One building still contained chassis and pieces of tram cars, but no one was inside that I could see.
But another building has become an art studio for welded art, like the moose (?) in the picture above. I assume the sausage-grilling couple were artists. Regardless, if you visit Wroclaw, the Depot no. 5 is a fun place to visit.

Here is an academic article on urban archaeology at the site by Dawid Kobiałka of Adam Mickiewicz University, Poznan, Poland, with some excellent black and white photography.

The square photographs with film grain were taken on Kodak Tri-X film with a Rolleiflex 3.5E camera with Xenotar lens. I developed the film in Kodak HC-110 developer and scanned the negatives with a Minolta Multi Scan medium format scanner. Click any picture to expand it.

Tuesday, November 8, 2016

Tragic Memories: the Jewish Cemetery of Łódź

Cmentarz Żydowski is north of downtown Łódź, near where the Jewish Ghetto was located in World War II. The cemetery has a long history. As summarized in the Jewish Łódź Cemetery web page:
The Cemetery at the Bracka Street in Lodz was established in 1892. About 160 000 people are buried there. Today the Cemetery has an area of 39,6 hectare. In more than 100 years of the history of the Cemetery many meritorious for our city and its history people like known rabbis, fabricants, physicians, politicians, social activists etc were buried at this Cemetery. Their tombstones often show high class of stone and metal craftworks. 
Also here are buried victims of one of the most tragic events in the history of the mankind - Holocaust.  On the part of the Cemetery called “Ghetto Field” some 43 000 victims from the Ghetto Lodz, who died from hunger and consumption, are buried there. On their graves seldom we can see a matzeva. To keep the memory about them, the Foundation cleaned this area in the years 2004 - 2009.  In spite of other works on the Cemetery, Ghetto Field was the most important and crucial to restore so, that the few still living descendants of the persons buried there, could put the matzeva on the graves of their love ones, and the Ghetto Field would receive the character of the military cemetery, as it in fact is.
The entrance on Bracka Street is a bit hard to find, but a GPS will direct you there. We overlapped with a holocaust remembrance event, during which two busloads to visitors rolled up soon after we arrived. A sign said, "No Photography," but the bus visitors were all using digital cameras and video equipment.
The cemetery was largely undamaged in World War II, which is unusual in Poland. And during the Communist era, it was mostly neglected. So the site today has largely returned to forest. Huge trees draped with vines cover much of the site, making it resemble the fanciful paintings of ruined classical temples being overcome by nature (known as capriccio), which were popular in the 1800s.
Many of the monuments are still upright, but thousands have fallen, the victims of tree roots or collapsing coffins beneath. Some stones have been cleaned by relatives, but many more are lichen- and mold-encrusted. But the artistic quality of the stone carving still shines through.
The cemetery goes on and on. You could spend hours exploring. In some area, volunteers have cleared underbrush within the last few years, but other areas are thickets of brush and tree saplings.
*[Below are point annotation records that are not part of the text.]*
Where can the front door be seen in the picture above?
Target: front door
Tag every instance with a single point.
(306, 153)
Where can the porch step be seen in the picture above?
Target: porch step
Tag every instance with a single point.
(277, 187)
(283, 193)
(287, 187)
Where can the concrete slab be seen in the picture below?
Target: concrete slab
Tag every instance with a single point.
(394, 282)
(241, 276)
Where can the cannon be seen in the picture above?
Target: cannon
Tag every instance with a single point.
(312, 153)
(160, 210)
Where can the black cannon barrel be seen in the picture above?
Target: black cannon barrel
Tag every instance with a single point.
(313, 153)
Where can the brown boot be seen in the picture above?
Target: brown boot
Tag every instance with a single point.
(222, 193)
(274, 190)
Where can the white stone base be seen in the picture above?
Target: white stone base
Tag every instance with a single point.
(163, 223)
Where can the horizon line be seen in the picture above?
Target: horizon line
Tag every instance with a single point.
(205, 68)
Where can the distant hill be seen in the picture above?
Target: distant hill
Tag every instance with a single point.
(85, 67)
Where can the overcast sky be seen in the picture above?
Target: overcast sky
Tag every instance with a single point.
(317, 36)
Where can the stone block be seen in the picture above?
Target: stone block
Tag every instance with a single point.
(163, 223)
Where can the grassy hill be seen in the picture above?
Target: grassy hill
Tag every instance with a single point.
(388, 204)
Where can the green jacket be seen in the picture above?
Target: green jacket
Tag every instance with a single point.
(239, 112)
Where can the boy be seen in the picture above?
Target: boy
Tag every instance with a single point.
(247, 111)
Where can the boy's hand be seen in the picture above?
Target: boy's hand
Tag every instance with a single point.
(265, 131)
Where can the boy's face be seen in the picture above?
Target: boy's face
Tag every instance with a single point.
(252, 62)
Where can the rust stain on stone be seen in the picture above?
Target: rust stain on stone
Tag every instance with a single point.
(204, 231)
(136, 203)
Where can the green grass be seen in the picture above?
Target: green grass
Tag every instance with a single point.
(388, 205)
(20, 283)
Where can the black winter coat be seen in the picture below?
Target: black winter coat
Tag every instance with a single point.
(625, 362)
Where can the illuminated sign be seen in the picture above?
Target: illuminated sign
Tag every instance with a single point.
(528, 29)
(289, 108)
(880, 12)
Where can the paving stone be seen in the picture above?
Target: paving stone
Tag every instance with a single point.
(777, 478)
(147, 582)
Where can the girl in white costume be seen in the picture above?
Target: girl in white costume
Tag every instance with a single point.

Do visit and spend some time contemplating one of the profound tragedies of the 20th century, the Holocaust.

The square photographs were taken with Kodak Tri-X 400 black and white film in a Rolleiflex 3.5E twin lens reflex camera. Film development: Kodak HC-110 dilution "B", 4:45 at 68° F. The exposure range from the dark undergrowth to the sunny sky was at the limit of the Tri-X to record, and I had to modify the tone curve when I scanned the negatives with a Minolta ScanMulti scanner. I cleaned spots and lint with Pixelmator software on a Mac Mini.